郗道遇又一叹,“惜卿之意,是相信三千桐不会杀人,所以暗示孤家搁置,三司会审,三千桐无论如何也逃不脱一罪。”
王文君惭道,“微臣愧对圣意,竟不能及时领会。”
郗道遇摆手道,“你是当局者迷,孤家不怪你。孤家生气,是因为惜卿。在众人面前,他居然说‘臣未听到’,这是什么话?”

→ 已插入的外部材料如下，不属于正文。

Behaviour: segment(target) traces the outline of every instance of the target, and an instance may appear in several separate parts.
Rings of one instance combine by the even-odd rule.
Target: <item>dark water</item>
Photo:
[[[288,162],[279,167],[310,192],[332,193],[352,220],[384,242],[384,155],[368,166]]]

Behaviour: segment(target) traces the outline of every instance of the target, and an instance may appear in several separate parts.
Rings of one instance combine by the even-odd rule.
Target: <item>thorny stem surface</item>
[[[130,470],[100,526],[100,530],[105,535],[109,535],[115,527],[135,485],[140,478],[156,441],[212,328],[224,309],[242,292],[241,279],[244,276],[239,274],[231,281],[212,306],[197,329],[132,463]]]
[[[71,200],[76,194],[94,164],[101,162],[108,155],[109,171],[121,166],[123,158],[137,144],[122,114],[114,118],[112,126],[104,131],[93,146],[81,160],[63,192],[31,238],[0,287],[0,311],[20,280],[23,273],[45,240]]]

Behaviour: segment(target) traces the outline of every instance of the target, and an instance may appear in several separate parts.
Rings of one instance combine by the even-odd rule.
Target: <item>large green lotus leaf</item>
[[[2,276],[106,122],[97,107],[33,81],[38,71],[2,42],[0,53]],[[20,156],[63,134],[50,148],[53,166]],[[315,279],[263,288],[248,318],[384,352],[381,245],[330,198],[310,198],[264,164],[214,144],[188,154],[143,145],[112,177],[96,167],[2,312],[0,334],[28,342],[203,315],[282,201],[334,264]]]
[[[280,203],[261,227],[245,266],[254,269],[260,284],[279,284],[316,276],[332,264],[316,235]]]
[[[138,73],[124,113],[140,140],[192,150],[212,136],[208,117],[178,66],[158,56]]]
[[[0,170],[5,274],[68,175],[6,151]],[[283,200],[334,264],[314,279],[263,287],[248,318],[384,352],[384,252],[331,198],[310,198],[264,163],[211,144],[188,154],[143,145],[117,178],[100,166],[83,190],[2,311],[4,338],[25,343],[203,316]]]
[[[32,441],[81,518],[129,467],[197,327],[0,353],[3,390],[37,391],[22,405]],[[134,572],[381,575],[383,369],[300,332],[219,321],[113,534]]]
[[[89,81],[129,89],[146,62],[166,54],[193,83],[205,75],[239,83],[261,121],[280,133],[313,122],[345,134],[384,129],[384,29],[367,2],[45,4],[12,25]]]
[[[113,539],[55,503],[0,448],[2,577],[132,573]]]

王文君惭道,“此是因微臣愚鲁,不知大将军之意,惹急了大将军。”
郗道遇登时气道,“惹急了他便什么事都敢做吗!”
王文君慌道,“陛下息怒,微臣惶恐!微臣绝不敢有此意。”
郗道遇懊恼不已,“倾城的风度翩翩他不学,却学倾城的任性。你说,都已入京,为何只是去公子世家看了一眼?”
“这……”王文君犹犹豫豫,毕竟道,“圣上,据微臣属下禀告,并未看见佐帅去过公子世家。”
“什么?”郗道遇吃惊不已。
王文君伏地道,“微臣据实而言,万望圣上恕罪。”
郗道遇愣了呆了,感觉像是被一根大木头撞了一下脑袋,只听得“嗡嗡嗡”之声,其他一概模糊。待回过神来,气血直冲脑门,发颤道,“庭上顶撞孤家,庭下欺瞒孤家,他真的那么不把孤家放在眼里吗?啊!”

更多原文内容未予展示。